扉を開くと、突然短編「不死王」が挿入されているため、少し悩みましたが、作者推奨の読み方なのだろうと言う事で、逸る心を抑えて収録順通りに読みました。

結論から言うと、面白かったです。
さすがベニー松山と言うところか、上巻は壮大な伏線で、下巻で一気に回収する展開は圧巻でした。
躊躇していたホラー具合ですが、上巻が妖獣優位だったのが、下巻では冒険者たちが反撃する感じなので、予想したほど怖くありませんでした。むしろ、爽快な戦闘が多かったように思います。
要所で匂わされていたアドリアンの正体を先ず読者に明かした上で、彼を一旦退場させたのは、戦闘の緊張感を出す為の巧い展開だなと思いました。
また、侍ハイランスがパーティ加入したのは、嬉しい要素でした。やはりウィザードリィの花形職種ですものね。

実質前作である「隣り合わせの灰と青春」との関わり合い方が絶妙で、前作も読みたくなります。

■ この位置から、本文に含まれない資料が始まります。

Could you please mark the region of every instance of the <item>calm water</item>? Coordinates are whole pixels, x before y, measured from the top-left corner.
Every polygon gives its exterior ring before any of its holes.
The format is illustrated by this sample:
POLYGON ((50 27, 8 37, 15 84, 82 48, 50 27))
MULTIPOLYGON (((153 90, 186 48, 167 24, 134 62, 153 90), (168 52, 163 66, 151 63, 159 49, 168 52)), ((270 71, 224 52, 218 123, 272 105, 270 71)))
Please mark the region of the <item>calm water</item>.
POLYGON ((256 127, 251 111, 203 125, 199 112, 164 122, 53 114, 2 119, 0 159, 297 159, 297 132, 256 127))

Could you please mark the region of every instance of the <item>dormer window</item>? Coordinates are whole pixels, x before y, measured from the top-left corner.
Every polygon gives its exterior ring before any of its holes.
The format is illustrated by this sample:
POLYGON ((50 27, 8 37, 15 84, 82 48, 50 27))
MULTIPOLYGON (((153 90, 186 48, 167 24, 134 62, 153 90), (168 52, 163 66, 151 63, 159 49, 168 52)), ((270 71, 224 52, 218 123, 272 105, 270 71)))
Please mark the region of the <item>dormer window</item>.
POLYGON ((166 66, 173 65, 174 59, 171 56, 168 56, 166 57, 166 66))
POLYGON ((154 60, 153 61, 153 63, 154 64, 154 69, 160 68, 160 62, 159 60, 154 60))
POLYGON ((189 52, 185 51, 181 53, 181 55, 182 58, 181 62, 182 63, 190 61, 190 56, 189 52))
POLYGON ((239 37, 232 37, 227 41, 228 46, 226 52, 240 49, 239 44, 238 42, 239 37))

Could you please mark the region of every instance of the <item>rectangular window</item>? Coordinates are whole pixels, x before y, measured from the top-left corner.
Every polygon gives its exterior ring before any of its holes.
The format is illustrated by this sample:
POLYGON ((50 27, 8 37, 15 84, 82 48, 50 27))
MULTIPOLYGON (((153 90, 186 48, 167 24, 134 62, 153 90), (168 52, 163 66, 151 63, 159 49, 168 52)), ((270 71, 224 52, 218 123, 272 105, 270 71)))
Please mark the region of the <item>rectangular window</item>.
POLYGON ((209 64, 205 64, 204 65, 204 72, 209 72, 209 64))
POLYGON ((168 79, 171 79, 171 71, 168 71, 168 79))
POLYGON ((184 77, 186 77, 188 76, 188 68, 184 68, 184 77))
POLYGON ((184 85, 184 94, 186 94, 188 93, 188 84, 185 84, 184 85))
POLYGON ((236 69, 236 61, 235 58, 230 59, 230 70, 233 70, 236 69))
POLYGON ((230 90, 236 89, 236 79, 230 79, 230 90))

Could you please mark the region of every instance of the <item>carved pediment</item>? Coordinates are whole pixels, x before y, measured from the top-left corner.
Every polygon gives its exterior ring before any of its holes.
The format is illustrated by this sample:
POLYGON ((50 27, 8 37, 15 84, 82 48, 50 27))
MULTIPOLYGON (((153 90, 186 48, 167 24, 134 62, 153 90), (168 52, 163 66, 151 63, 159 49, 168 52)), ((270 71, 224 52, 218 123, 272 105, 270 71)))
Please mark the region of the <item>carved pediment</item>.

ちなみに、読了後にゲームシステムを調べ、ザザ(僧侶)が馬小屋で寝泊まりする理由が分かって笑いました。
ファンタジー作品としても二次創作としても、非常に内容の濃い、大変お奨めの一冊になりました。
……これで、上巻の妖獣描写の気持ち悪ささえなければ……。
あと、個人的にはジヴ視点でない時の文章のフォントが、ちょっと読み難かったです。